In 2013, another major reconstruction of the building was carried out, the marble decoration partially disappeared from the facade, instead of which plasterboard and stucco appeared. The original window frames were replaced with other frames.

In 2017, the building was leased to a private landlord, who again carried out another reconstruction of the building.

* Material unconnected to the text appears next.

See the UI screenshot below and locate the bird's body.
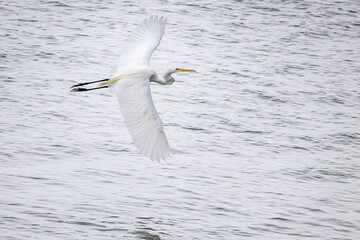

The exterior of the building was given the historic architectural appearance of the exterior, based on archival drawings and sketches from 1971. The same drawings and sketches were converted into electronic format for their further use in the museum exhibition. The interior of the building underwent only cosmetic repairs during the renovations. The corporate style was developed which was based on the national Kazakh knot ornament, embodying the inviolability of marital ties and the union of woman and man. The same type of ornament was used in the construction of the building in the sun lattices. Illustrations of national wedding traditions were developed for the interior design and subsequent use in corporate materials.